Adam memberikan segelas air mineral ke Liora dan ikut duduk di samping wanita itu. Adam yang memang menjemput Liora di Bandung. Karena bukannya lebih cepat lebih baik untuk memberitahukan Kinan bahwa mereka telah berbaikkan?
Liora bangkit dari sofa dan berjalan melihat pigura-pigura yang terpampang di dinding itu. Seharusnya ada foto dirinya, mendampingi Kinan dari kecil hingga Kinan besar seperti sekarang. Ya, seharusnya.
"Anna lagi di mana, Dam?" tanya Liora dan melihat Adam di belakangnya yang sekarang sedang memainkan ponselnya itu.

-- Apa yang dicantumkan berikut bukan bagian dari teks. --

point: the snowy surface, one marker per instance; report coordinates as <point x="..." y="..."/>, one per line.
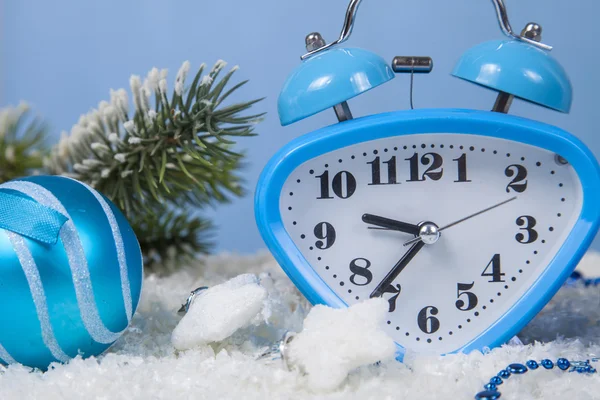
<point x="144" y="364"/>
<point x="219" y="311"/>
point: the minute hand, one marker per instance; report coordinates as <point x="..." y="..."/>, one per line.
<point x="464" y="219"/>
<point x="400" y="265"/>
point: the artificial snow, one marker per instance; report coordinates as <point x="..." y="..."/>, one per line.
<point x="333" y="342"/>
<point x="216" y="313"/>
<point x="144" y="364"/>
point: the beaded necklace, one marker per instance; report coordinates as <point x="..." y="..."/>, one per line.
<point x="491" y="391"/>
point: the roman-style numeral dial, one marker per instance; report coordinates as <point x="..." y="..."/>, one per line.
<point x="450" y="229"/>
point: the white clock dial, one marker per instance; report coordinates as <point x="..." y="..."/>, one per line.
<point x="454" y="289"/>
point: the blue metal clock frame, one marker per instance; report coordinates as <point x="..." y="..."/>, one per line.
<point x="400" y="123"/>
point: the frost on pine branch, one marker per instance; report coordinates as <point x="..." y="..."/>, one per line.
<point x="22" y="143"/>
<point x="168" y="152"/>
<point x="175" y="149"/>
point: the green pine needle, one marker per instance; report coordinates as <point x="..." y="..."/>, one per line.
<point x="22" y="143"/>
<point x="169" y="239"/>
<point x="177" y="150"/>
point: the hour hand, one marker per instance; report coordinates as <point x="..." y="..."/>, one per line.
<point x="391" y="224"/>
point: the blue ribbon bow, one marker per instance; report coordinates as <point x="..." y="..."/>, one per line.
<point x="29" y="218"/>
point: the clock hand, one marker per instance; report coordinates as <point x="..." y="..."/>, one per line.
<point x="464" y="219"/>
<point x="390" y="224"/>
<point x="400" y="265"/>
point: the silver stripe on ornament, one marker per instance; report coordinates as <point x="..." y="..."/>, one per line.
<point x="6" y="357"/>
<point x="77" y="262"/>
<point x="116" y="232"/>
<point x="38" y="295"/>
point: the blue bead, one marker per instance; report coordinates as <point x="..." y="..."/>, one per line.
<point x="563" y="363"/>
<point x="517" y="368"/>
<point x="504" y="374"/>
<point x="487" y="395"/>
<point x="496" y="380"/>
<point x="548" y="364"/>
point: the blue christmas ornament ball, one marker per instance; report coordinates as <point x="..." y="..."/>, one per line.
<point x="73" y="295"/>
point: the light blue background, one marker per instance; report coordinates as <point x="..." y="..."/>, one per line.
<point x="64" y="56"/>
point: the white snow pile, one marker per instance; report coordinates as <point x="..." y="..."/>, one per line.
<point x="333" y="342"/>
<point x="216" y="313"/>
<point x="258" y="304"/>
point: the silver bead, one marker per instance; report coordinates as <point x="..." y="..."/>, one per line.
<point x="185" y="307"/>
<point x="532" y="31"/>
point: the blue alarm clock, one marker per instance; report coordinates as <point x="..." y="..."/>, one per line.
<point x="467" y="222"/>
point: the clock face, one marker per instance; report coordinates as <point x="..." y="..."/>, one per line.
<point x="454" y="289"/>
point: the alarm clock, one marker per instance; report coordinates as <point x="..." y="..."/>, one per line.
<point x="466" y="221"/>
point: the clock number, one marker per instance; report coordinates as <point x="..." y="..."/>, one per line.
<point x="471" y="297"/>
<point x="324" y="231"/>
<point x="462" y="168"/>
<point x="496" y="273"/>
<point x="362" y="272"/>
<point x="528" y="223"/>
<point x="343" y="185"/>
<point x="426" y="320"/>
<point x="376" y="171"/>
<point x="392" y="300"/>
<point x="519" y="183"/>
<point x="434" y="172"/>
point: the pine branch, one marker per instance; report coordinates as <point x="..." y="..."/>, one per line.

"Pergi ke rumah Dean. Aku mau telpon dia dulu sebentar." Dan Adam dengan ponsel di telinganya, berjalan menjauh dari Liora. Padahal Adam sudah mengirimi Kinan chat tetapi hingga malam seperti ini, Kinan belum juga membalas pesan singkatnya.
Kepala Liora bergerak lagi untuk memerhatikan satu per satu foto-foto keluarga nya di sana. Lalu, ia tersenyum tipis. Makasih ya, Mah. Udah jagain Anna buat aku, batinnya seraya melihat foto Shellyn yang sedang memeluk erat Kinan kecil yang tersenyum lebar. Dan menyesal juga mengapa Shellyn pergi secepat itu juga.

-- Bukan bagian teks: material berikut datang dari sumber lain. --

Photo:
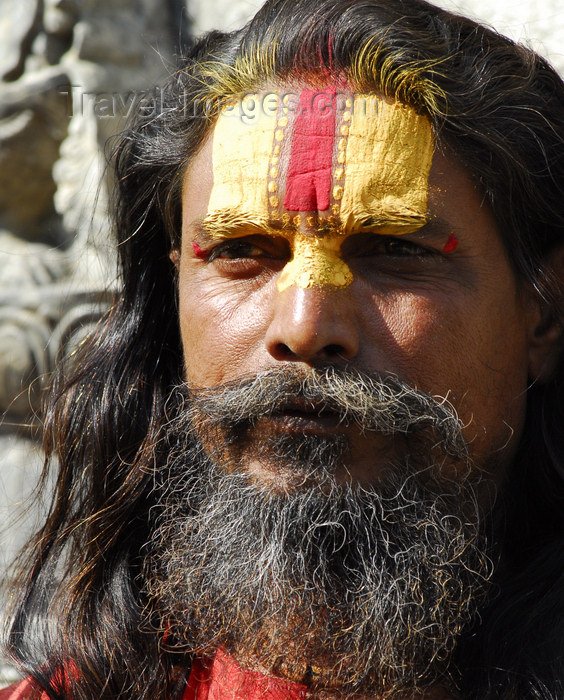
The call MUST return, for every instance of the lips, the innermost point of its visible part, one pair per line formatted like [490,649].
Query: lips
[305,417]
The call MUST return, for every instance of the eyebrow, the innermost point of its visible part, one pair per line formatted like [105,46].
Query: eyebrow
[227,223]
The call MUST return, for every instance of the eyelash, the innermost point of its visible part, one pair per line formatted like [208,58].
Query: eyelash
[233,246]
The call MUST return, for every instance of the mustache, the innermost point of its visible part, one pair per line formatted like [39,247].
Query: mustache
[369,400]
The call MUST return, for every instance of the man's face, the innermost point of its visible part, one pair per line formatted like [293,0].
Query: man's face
[411,280]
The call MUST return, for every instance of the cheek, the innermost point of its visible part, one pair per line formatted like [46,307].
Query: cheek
[475,357]
[220,330]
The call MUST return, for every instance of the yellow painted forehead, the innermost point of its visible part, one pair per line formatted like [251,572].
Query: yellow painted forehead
[321,157]
[356,157]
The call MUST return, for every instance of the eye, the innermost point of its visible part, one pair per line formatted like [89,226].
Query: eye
[402,248]
[369,245]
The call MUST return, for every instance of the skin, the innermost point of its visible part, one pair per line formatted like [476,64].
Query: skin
[451,319]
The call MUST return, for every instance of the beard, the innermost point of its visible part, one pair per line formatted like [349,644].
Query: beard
[332,583]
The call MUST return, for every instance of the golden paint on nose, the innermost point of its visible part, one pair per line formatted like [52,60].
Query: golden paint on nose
[316,261]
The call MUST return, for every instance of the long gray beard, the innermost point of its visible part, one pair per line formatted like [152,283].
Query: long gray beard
[364,588]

"Anna nggak ngangkat telpon aku, Dean juga."
Mendengar suara berat Adam di belakangnya, Liora berhasil untuk menahan air matanya agar tidak jatuh. "Mungkin mereka lagi di jalan, Dam." Dan beruntungnya lagi suaranya terdengar normal.

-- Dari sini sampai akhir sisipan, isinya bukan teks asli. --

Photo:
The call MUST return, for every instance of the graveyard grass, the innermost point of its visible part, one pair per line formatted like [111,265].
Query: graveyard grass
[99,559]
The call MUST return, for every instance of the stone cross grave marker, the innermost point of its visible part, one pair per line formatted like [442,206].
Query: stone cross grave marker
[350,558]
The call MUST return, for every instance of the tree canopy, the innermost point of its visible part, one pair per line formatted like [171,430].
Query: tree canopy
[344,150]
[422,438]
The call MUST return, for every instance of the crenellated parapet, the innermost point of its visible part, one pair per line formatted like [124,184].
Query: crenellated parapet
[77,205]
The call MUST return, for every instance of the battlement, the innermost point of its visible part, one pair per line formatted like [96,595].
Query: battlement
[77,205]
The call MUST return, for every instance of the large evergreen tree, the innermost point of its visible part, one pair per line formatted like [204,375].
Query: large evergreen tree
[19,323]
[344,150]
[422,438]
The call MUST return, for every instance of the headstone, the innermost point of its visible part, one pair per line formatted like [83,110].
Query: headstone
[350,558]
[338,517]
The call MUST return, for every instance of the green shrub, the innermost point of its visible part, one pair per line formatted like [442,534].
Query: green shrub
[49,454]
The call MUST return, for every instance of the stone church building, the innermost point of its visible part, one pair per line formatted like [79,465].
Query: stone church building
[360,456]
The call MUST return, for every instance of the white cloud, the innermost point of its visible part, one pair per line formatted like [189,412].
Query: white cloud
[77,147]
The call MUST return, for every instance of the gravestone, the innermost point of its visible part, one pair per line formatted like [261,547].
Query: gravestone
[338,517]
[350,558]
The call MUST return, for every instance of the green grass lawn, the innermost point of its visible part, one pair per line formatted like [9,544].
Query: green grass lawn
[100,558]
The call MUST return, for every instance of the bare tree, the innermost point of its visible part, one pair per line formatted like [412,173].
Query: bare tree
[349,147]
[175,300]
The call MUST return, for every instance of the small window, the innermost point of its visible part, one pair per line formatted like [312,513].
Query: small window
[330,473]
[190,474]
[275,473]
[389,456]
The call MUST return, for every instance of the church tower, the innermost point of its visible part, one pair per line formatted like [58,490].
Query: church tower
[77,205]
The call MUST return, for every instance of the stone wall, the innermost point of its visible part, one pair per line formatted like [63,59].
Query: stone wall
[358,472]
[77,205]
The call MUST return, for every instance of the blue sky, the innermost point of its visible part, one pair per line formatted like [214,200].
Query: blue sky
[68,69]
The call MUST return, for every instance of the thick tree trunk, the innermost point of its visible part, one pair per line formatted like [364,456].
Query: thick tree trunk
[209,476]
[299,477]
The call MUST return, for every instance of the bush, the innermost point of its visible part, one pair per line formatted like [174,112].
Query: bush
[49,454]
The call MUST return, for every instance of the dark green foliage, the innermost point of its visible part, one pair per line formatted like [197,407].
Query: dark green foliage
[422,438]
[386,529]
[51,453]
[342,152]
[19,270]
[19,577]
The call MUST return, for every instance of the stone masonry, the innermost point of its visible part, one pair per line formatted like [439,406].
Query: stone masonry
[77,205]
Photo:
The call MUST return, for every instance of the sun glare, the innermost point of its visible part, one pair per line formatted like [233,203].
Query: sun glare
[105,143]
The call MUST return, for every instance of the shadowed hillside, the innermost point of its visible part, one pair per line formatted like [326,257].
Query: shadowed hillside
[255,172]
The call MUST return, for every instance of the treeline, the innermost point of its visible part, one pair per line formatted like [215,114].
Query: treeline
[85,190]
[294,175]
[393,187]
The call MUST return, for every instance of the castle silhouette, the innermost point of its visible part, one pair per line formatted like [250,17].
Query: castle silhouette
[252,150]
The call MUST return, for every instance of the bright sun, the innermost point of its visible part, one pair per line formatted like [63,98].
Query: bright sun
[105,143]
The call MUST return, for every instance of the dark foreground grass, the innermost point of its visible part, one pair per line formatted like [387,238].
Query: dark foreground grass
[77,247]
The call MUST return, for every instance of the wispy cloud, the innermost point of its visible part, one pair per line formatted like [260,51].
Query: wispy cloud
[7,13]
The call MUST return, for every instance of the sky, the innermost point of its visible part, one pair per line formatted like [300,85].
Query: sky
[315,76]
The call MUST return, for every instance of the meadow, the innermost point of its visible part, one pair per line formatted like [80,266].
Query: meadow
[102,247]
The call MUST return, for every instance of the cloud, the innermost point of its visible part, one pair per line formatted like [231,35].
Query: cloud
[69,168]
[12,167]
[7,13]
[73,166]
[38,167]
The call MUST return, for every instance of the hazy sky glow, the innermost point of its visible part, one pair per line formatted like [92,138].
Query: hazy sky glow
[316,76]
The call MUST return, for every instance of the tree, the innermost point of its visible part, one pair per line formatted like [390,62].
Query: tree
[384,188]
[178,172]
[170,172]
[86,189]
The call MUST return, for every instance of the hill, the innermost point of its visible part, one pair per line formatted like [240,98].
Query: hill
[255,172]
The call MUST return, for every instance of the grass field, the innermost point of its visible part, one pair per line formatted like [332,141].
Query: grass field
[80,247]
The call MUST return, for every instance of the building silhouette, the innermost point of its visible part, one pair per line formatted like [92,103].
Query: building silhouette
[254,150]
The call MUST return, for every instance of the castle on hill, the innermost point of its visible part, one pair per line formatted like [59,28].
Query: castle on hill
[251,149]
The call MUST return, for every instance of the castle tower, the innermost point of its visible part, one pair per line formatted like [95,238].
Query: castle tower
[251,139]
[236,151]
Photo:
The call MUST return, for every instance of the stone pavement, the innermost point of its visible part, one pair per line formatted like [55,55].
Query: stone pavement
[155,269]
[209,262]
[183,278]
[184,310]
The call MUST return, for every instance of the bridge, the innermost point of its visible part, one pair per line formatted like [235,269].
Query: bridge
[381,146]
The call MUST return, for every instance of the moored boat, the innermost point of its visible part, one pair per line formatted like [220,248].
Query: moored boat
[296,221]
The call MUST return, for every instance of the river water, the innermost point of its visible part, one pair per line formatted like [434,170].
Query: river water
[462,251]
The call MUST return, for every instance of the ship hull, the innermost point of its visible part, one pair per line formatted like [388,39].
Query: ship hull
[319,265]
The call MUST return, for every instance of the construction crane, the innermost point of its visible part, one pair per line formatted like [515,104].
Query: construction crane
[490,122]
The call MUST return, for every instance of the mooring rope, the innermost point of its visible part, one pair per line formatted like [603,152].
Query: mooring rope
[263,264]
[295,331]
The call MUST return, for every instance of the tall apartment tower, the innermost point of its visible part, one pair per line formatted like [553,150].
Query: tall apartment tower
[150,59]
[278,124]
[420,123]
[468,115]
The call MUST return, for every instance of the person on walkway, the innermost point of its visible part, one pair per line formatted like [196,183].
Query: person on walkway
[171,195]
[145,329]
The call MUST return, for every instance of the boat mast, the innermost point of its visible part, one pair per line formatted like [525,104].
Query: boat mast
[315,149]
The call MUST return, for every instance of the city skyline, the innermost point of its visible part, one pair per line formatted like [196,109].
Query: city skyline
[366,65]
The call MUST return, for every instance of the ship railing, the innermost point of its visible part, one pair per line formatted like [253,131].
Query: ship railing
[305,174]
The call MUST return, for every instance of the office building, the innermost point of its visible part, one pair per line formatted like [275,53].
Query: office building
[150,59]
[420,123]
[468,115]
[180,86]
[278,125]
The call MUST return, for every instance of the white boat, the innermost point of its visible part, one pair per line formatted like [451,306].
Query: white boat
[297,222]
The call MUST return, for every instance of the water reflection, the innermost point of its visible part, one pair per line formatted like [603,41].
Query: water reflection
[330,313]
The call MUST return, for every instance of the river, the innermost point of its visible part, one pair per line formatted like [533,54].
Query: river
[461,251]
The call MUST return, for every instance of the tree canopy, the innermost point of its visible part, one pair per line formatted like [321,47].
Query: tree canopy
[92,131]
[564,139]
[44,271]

Adam mengganggukkan kepalanya dan meletakkan ponselnya di atas meja dekat akuarium kecil. Melihat Liora di sampingnya. "Iya, mungkin aja," ujarnya pelan. Jeda sebentar lalu Adam melanjutkan, "Udah siap sama kemungkinan terburuk? Aku emang belum pernah bahas ini sama Anna."
Membahas Liora. Membahas keluarga mereka yang utuh, dulu. Membahas Adam yang sering bolak-balik keluar kota juga untuk menemui Liora. Kinan masih terlalu sensitif untuk mengetahui itu. Kemudian, semakin lama semakin Adam sadar, Kinan berhak tahu juga. Dan hari ini Liora juga ingin bertemu dengan Kinan. Lagi-lagi, secara langsung. Kinan yang melihat dirinya.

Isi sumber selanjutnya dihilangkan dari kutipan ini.